本発明はプロトン伝導体を固体電解質膜とする燃料電池に関する。
固体高分子電解質型の燃料電池に代表されるような燃料電池は、自動車用の電源や定置用の発電装置として将来的な普及が期待されている。この燃料電池は、プロトン伝導体からなる固体電解質膜と、固体電解質膜の一方の側に設けられた燃料極と、固体電解質膜の他方の側に設けられた酸化剤極とを有する。発電時には、水素やメタノールなどの燃料を燃料極に供給すると共に酸化剤ガスを酸化剤極に供給する。燃料は燃料極で酸化されてプロトンと電子とが発生する。プロトンは固体電解質膜を伝導して対極の酸化剤極に到達する。電子は燃料極から固体電解質膜でなく外部負荷を通って酸化剤極に到達する。そして、酸化剤極に到達したプロトン及び電子は、酸化剤極に供給された酸素と反応して水を生成する。このような発電反応により電気エネルギが取り出される。このような燃料電池は、自動車用の電源や定置用の発電装置として将来的な普及が期待されている。

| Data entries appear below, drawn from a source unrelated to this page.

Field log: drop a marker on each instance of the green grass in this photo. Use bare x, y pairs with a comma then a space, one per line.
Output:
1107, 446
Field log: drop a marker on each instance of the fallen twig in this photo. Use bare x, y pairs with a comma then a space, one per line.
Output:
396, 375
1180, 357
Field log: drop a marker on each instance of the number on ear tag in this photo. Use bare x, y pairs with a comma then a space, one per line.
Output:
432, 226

燃料電池においては、燃料電池に供給される燃料(水素)および酸化剤(酸素)は理想的には固体電解質膜の内部を透過しないことが望ましい。しかし、現実の固体電解質膜において、燃料の水素あるいは酸化剤の酸素が固体電解質膜を透過して対極側にリークすることがある。この場合、電池出力の低下が見られることがある。

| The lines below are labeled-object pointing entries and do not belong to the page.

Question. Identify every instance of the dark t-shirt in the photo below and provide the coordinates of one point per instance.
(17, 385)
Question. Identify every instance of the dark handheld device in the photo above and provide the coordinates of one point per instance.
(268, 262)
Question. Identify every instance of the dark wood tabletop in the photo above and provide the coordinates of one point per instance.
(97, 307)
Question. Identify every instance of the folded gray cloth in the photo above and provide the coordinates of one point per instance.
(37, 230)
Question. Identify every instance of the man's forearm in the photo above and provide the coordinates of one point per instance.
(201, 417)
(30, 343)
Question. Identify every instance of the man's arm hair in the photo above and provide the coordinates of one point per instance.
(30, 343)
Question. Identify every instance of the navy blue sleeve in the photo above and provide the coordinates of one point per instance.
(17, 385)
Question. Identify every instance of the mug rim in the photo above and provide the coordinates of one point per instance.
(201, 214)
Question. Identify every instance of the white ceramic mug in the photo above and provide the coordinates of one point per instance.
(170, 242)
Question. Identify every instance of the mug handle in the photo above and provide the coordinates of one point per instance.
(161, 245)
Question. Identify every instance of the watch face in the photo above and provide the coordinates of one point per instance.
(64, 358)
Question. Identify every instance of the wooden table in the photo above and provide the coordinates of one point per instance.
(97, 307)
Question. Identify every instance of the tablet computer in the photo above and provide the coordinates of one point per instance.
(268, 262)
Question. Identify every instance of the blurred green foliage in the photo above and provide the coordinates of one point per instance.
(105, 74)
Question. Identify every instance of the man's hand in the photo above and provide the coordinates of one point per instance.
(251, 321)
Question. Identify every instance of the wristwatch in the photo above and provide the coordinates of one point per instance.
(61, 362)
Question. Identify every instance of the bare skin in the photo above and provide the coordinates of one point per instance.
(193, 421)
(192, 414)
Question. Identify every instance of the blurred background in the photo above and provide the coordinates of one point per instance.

また、燃料極から固体電解質膜を透過して対極の酸化剤極に到達した水素は、酸化剤が過剰な酸化剤極の電極電位が高いため、酸化剤極に用いる白金触媒の水素を酸化させる触媒活性が低下し、これにより酸素と反応して水を生成する反応の速度が低下して、酸化剤極に水素と酸素が共存する状況が生じる。この場合、共存する水素と酸素が反応して、高分子材料で形成されている電解質膜に損傷を与えるおそれがあると考えられる。
更にまた、酸化剤極から固体電解質膜を透過して対極の燃料極に到達した酸素は、燃料極の水素と反応して大部分が水になるが、水素が過剰な燃料極の電極電位が低いために過酸化水素が発生し、これが高分子電解質膜に損傷を与えるおそれがある。
本発明は上記した実情に鑑みてなされたものであり、燃料または酸化剤が固体電解質膜を透過して対極側へリークすることに起因する電池出力の低下を抑制し、更なる長寿命化に貢献することができる燃料電池を提供することを課題とする。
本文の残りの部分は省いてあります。